On the second day of Future Decoded, Karin Strauss, Senior Researcher at Microsoft Research, explained how her team is working to store information on strands of DNA. She revealed that the world can currently only store 30% of all the data produced, and this will drop to 0.5% in 2040. New technology could solve that problem.

“The world is producing much more data than we can store, and we have to throw away a significant proportion of it. Storing data in DNA molecules could help with this problem. A tiny portion of DNA could store 10TB of data.

“We find DNA naturally in nature, and we can read 1,000-year-old DNA. As a medium it can last for a long time if it is kept in the right conditions. We can create those conditions synthetically; if you keep DNA at 10 degrees Celsius, you can store it and recover its information.”

Dr Krysta Svore
Dr Krysta Svore

Strauss said storing information on DNA was not science fiction, it was reality.
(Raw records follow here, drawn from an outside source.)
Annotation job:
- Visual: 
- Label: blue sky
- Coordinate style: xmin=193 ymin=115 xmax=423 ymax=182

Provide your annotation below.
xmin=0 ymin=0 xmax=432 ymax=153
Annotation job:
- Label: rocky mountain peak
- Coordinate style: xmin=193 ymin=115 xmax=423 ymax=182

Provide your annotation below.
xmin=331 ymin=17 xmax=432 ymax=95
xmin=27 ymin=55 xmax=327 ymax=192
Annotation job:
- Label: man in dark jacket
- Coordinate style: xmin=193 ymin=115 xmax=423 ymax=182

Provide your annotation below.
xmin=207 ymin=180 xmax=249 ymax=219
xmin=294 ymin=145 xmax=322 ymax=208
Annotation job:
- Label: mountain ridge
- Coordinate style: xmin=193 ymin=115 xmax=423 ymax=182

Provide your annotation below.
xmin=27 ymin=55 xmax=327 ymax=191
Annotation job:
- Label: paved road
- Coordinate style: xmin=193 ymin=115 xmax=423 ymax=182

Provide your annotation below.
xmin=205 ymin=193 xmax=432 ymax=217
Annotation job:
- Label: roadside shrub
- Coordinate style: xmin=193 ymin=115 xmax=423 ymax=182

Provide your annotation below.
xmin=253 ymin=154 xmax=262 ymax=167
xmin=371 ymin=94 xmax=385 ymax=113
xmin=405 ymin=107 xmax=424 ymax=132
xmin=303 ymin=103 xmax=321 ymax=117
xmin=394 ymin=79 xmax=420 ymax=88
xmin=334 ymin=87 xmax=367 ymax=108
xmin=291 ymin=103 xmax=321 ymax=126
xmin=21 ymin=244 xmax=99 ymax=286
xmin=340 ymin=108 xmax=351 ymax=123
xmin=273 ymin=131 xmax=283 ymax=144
“We have stored 400 megabytes of data and can fully recover it. We’ve encoded books, the declaration of human rights, music videos, the database of seeds stored in the Human Vault, and jazz songs. 400 megabytes may not seem a lot, but every mainstream storage method went through this process.”

Strauss works in the same team as Dr Krysta Svore, who is working to build the world’s first quantum computer. While no one has achieved a working example, Svore said her team is making progress.

“We are trying to put the components together, and it’s in the engineering stage,” she said. “There are qubits and software and many other things, but getting them to work together and make it scalable means getting lots of people to come together. Historically, these people worked in isolation on this problem, Microsoft’s plan was to bring them together, a dream team, to rapidly innovate around a solution. We want to achieve a scalable, programmable quantum computer.”

As a quantum computer is much faster than current devices, it could help solve the world’s biggest problems in a fraction of the time as methods today.

“We would love to tackle global warming,” Svore added. “News reports recently announced the highest level of CO2 ever recorded, and that’s frightening. We would love to find a catalyst to extract carbon and combat global warming. We also want to tackle issues with global food production.

“But with every question we answer we will get more questions. What else do atoms play a role in? It will give us the ability to look at another level of the world.”

One of the final speakers was Gary Neville, who laid out his vision for an academic university called UA92 that aims to give young people a qualification and build life skills.

“What is success for this university? They have a business degree, they have a developed personality, and they are ready to come and work for a company,” he said.